Bill Heinrich  -  Dec 30, 2015  -  Comments Off on 11.02.29 JEWS STILL DIVIDED

11.02.29 Jn. 10:19-21




19 Again a division took place among the Jews because of these words. 20 Many of them were saying, “He has a demon and He’s crazy! Why do you listen to Him?”


21 Others were saying, “These aren’t the words of someone demon-possessed. Can a demon open the eyes of the blind?”



Again John recorded that many Jewish people accepted the argument of the scribes and leading Pharisees, that Jesus used demonic powers to perform miracles. How could they have drawn such a conclusion?


  1. One problem was that whatever concepts they had of the messiah, and various groups had a variety of ideas,[1] Jesus did not match any of them.


  1. The idea that Jesus could be God was simply an unacceptable idea. It not only violated their understanding of the Torah, but also reminded them of the horrors that Antiochus IV Epiphanies, who claimed to be god, inflicted upon them in the second century B.C.


  1. A number of persons had claimed to be the messiah,[2] all were proven to be false prophets, and Jesus, although quite different, was said to be one of them.


  1. At this point Jesus was at times teaching in parables, often leaving His critics in bewilderment and confusion


  1. The leading Pharisees said there was no explanation for the profound miracles that Jesus performed, other than His use of demonic powers.
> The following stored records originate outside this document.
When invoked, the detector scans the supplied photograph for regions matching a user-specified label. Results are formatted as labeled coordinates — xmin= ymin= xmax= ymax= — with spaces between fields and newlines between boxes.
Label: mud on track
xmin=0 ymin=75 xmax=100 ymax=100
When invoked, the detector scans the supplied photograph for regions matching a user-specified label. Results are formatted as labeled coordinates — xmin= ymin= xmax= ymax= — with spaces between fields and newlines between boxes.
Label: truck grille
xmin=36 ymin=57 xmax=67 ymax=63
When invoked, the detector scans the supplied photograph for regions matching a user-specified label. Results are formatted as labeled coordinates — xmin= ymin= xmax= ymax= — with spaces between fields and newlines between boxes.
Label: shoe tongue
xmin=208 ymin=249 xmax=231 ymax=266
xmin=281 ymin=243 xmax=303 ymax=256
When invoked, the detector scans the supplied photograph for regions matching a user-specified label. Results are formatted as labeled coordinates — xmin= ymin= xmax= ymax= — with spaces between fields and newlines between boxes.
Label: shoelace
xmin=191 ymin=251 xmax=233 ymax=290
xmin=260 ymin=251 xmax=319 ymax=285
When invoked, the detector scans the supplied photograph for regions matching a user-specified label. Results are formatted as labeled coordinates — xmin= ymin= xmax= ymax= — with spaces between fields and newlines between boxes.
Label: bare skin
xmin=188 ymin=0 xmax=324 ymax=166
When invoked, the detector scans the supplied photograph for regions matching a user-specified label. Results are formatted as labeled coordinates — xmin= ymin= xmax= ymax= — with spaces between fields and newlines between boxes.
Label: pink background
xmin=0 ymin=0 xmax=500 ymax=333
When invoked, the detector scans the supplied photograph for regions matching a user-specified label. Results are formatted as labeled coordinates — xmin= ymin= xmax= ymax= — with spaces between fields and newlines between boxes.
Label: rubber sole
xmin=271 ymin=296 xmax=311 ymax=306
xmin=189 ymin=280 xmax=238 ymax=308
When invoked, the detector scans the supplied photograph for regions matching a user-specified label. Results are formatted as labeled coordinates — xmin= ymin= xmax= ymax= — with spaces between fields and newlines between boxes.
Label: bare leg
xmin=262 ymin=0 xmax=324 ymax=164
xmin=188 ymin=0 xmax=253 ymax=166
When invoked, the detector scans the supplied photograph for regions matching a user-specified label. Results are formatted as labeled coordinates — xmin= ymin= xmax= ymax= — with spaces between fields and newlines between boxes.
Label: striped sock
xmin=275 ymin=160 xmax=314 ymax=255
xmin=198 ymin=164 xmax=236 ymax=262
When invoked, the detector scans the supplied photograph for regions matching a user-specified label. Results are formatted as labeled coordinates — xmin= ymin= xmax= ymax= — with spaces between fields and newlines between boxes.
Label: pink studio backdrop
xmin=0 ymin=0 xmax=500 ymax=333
They refused to believe anything else.

[1]. See 12.03.01.Q1 “What ‘Messianic problems’ did the Jewish leaders have with Jesus?” and 12.03.01.A “Chart of Key Points of the Messianic Problems.” See also 02.03.09 “Messianic Expectations”; 05.04.02.Q1 “What were the Jewish expectations of the Messiah?” and Appendix 25: “False Prophets, Rebels, Significant Events, and Rebellions that Impacted the First Century Jewish World.”


[2]. For a partial listing of false prophets and false messiahs, see Appendix 25: “False Prophets, Rebels, Significant Events, And Rebellions That Impacted The First Century Jewish World.”